Predict Breast Cancer Metastasis With Dataiku

The past decade has seen a dramatic fall in the price of a human genome, and there are amazing open-source databases filled with genomic information, so anyone can access terabytes of genomic data. We'll use this to build a predictive model of breast cancer metastasis with Dataiku DSS.

I'm going to look at one of these databases: The Cancer Genome Atlas. Specifically, I'm going to look at the mutations that happen in breast cancer. I'm going to do two specific things with this data. First, I'm going to run a clustering algorithm on the cancers to see if there are different types of breast cancer. Then, I'm going to build a predictive model for cancer recurrence, otherwise known as metastasis.

*Note: This blog post contains screenshots from an older version of Dataiku, though all of the functionality described still exists. Watch the on-demand demo to take a look at the latest release of Dataiku in action.

Data Preparation

The data that I'm working comes in two files. I have a .csv file with the 200 most common mutations that occur in breast cancer. Patients are represented by rows in the dataset, while the columns represent mutations with either "true" or "false" if the mutation is present. I also have clinical information on each of the patients: their treatments, when they were diagnosed, their outcomes, etc.

Data Preparation

Clustering Cancers Based on Genetics

First, I wanted to cluster the cancers based on their mutations to see if there are genetically distinct types of cancers. Doing this is super easy with Dataiku. I clicked on the common_mutations dataset, which brings up the data explorer. Then, I clicked on Models.

Clustering Cancers Based On Genetics

Right now, I just want to explore the dataset with clustering, so I clicked on clustering to do so.

Clustering Cancers Based On Genetics

Dataiku automatically chooses an appropriate clustering algorithm. For this dataset, it went with k-means clustering, which is a super commonly used method. You can go into settings to choose from several different algorithms.

Dataiku also produces a summary of each of the clusters, which is really interesting for this particular data set. We see three large clusters: cluster0, cluster2 and cluster4. Clicking on cluster0 brings up a summary.

Clustering Cancers Based On Genetics

We see that cancers in this cluster at almost all positive for TP53 mutations, while almost all of them are negative for PIK3CA mutations. These are two genes that are known to cause cancer, also known as oncogenes.

In contrast, we can look at cluster_2:

Clustering Cancers Based On Genetics

These cancers are almost all negative for TP53 mutations, while they are almost all positive for PIK3CA mutations. This is the exact opposite of cluster_0!

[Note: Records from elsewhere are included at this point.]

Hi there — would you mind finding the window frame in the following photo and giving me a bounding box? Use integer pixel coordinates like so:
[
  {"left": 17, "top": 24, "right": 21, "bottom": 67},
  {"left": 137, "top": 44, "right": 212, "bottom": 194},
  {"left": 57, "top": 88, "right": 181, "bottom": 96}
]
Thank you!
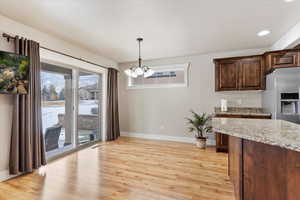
[{"left": 126, "top": 63, "right": 190, "bottom": 90}]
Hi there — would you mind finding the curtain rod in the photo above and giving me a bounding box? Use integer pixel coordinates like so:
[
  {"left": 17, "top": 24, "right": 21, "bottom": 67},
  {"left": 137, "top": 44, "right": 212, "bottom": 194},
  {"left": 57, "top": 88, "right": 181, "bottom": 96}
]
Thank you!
[{"left": 2, "top": 33, "right": 111, "bottom": 71}]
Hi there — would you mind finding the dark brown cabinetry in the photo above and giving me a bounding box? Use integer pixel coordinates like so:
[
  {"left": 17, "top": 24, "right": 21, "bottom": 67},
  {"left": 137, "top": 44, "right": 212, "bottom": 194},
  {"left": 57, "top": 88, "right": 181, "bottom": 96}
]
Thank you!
[
  {"left": 215, "top": 114, "right": 271, "bottom": 152},
  {"left": 228, "top": 136, "right": 300, "bottom": 200},
  {"left": 214, "top": 56, "right": 265, "bottom": 91},
  {"left": 214, "top": 47, "right": 300, "bottom": 91},
  {"left": 239, "top": 57, "right": 265, "bottom": 90},
  {"left": 264, "top": 49, "right": 300, "bottom": 73}
]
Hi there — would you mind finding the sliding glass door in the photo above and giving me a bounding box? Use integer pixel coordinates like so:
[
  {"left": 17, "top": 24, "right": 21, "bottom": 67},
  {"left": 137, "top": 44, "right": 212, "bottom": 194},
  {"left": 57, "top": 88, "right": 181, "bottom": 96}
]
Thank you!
[
  {"left": 41, "top": 63, "right": 103, "bottom": 158},
  {"left": 41, "top": 63, "right": 74, "bottom": 157},
  {"left": 77, "top": 71, "right": 102, "bottom": 145}
]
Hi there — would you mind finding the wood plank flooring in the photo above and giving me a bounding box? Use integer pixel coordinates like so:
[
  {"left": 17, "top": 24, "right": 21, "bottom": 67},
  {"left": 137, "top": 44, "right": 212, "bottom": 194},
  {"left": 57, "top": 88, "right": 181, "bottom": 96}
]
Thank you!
[{"left": 0, "top": 137, "right": 234, "bottom": 200}]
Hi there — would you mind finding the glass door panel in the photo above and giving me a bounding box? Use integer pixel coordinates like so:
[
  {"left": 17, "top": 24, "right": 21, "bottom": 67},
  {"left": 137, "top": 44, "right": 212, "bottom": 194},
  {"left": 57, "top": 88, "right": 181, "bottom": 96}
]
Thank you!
[
  {"left": 77, "top": 71, "right": 102, "bottom": 145},
  {"left": 41, "top": 63, "right": 74, "bottom": 158}
]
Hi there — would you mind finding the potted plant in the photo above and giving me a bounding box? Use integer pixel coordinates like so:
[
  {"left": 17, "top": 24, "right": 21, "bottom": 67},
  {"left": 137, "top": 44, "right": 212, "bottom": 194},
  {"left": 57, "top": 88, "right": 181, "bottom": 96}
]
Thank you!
[{"left": 186, "top": 111, "right": 212, "bottom": 149}]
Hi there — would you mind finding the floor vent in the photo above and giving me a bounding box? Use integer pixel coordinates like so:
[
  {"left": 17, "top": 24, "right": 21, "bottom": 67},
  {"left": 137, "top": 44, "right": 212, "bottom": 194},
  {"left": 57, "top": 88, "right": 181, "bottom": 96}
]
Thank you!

Finally, we can look at cluster_4:

Clustering Cancers Based On Genetics

This cluster is negative for both TP53 and PIK3CA mutations. These are the remaining cancers that don't fit into the two other categories. So, with just a few clicks, we were able run a clustering analysis on hundreds of cancers. We found three main types of cancer: those caused by TP53 mutations, those caused by PIK3CA mutations, and then a group of remaining cancers. Now, let's do some predictive modeling!

Predictive Modeling of Metastasis

I'm most interested in building a predictive model of cancer recurrence. In general, having a recurrence is really bad for a cancer patient, so clinicians are often most interested in predicting this variable.

In order to build this model, I need to join the table containing the mutations with the table containing the patients' clinical information. Fortunately, joins are really easy with Dataiku. To do a join, I click on the mutation dataset and then the join widget on the right of the screen. This will up a dialog box where I can choose the second dataset.

Then, Dataiku wants you to specify the column which pairs rows in one dataset to rows in the other dataset. In this case, it was the identifier for each patient.